Кто бы ни трогал эту пыль, стираю её я, своими руками. Вот, осматривая комнату, и ты ощупываешь все попадающиеся под руку предметы. Это что – твоя рука? Тогда почему же она не ожидает твоих приказов, и ты не замечаешь того, что делаешь? Потому, что видеть меня нельзя, как нельзя видеть солнце, вот ты и нащупываешь меня, блуждая по комнате вслепую, туда-сюда. Эти твои блуждания – всё та же размахнувшаяся за твои пределы внутренняя дрожь между тем и этим, тварь ты лихорадочно дрожащая между разумом и животным! Между петухом и Платоном, субъектом и объектом, я и самостью, мной и собой! Все они – одно: лихорадочный поиск меня, перемежающаяся лихорадка сыска, трясущая жалкие земные создания. Все они – слепые искания того не знаю чего, не зная, что оно всегда поблизости, тут, и посредством этих исканий обладает всеми созданиями. И что оно посредством всех своих созданий ищет самого себя, чтобы обладать собой. Что ж, ищи и ты, не зная, что уже обладаешь мною: я тебя давно сыскал сам. Твоей рукой я ищу себя, это моя рука, так что, щупая трогательную рухлядь чужой бабушки и свои родные вещицы, касайся-ка их понежнее. Трогая их – ты ласкаешь меня.

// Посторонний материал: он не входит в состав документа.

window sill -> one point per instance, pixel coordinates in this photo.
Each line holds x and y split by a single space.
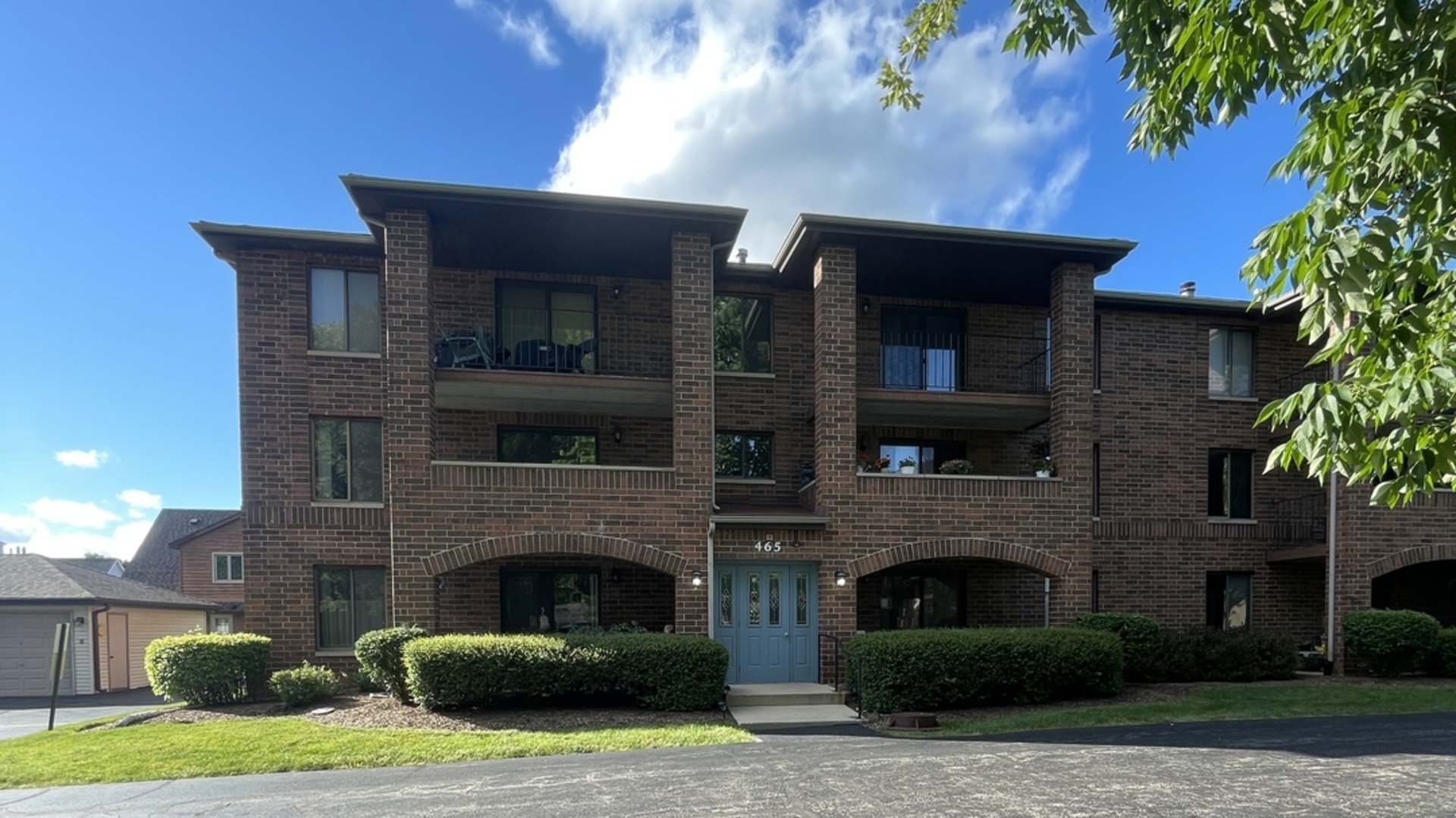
344 354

Я тут и тронут твоими ласками, и вроде все твои вещички на месте, но не торопись с выводами: ущерб как приём – ещё не отработал своё. Возможно, я и сам не без ущерба, так почему же не приобрести его и твоему злополучному рюкзачку? Вспомни, ущербы даны тебе с самого начала, глянь хотя бы на знакомый тебе, зияющий провал в световой лесенке. Сейчас лесенка ничуть не ярче, чем ночью, будто и не день за окном, и провал в ней – всё то же предупреждение о ловушке, которой не стоит пренебрегать. Вроде всё так же, да не совсем так. Может, самой лесенки и не коснулись искажения, но ведь они уже коснулись тебя. В конце концов, цель всех искажений – не то, что окружает тебя, а сама ты. Что бы они ни искажали, они даны тебе. И кто бы ни посмел поставить на тебя капкан тут, в твоей собственной норе, его поставил я. Ибо кроме меня – тут никого.

Ты-то сама уже полна ущербов, тебе почти нечего уже терять, и потому действуй дальше: храбро ступай в угрожающий пролом, наступи на выломанную в световой лесенке ступеньку. Не бойся, я поддержу тебя под локоток, старушка, если что. И я же подтолкну тебя в пропасть – если что другое. Пройди-ка к корыту, вытащи из-под него рюкзачок. Поройся в нём... Нет, этому событию уже давно подобрано соответствующее имя: пошмонай. Но прежде – сразу трижды, не проверяя, сработает ли бра с первого раза, потяни-ка за верёвочку, дочка.

Хватит болтать, давай, действуй. Свидетелей нет, есть сообщник. Мы делаем общее дело, я для этого и встал позади тебя, жизнь моя, пристроился к тебе сзади, сжимая ладонями твой круп. Ты вся содрогаешься, и в чреве твоём опускается, и приваливается к лонной кости знакомая тяжесть. Но ты опять ошибаешься, если ожидаешь насилия снаружи. Надо слушать разумные подсказки: всё, что ты интерпретируешь как желание самцов изнасиловать тебя – твоё собственное желание. Тебе советовали верно, ещё бы: все советы рождаются на небесах, так и этот. Ты, имаго, уже достаточно взрослая, и дальше стремительно стареющая личинка моли, и я, червь, заполняющий твоё чрево, мы – одно и то же, и это наше совместное содрогание. Мы не нуждаемся ни в ком: ты – в мужчине, я – в женщине. Мы заключаем и то, и другое, в одном нашем теле, в себе.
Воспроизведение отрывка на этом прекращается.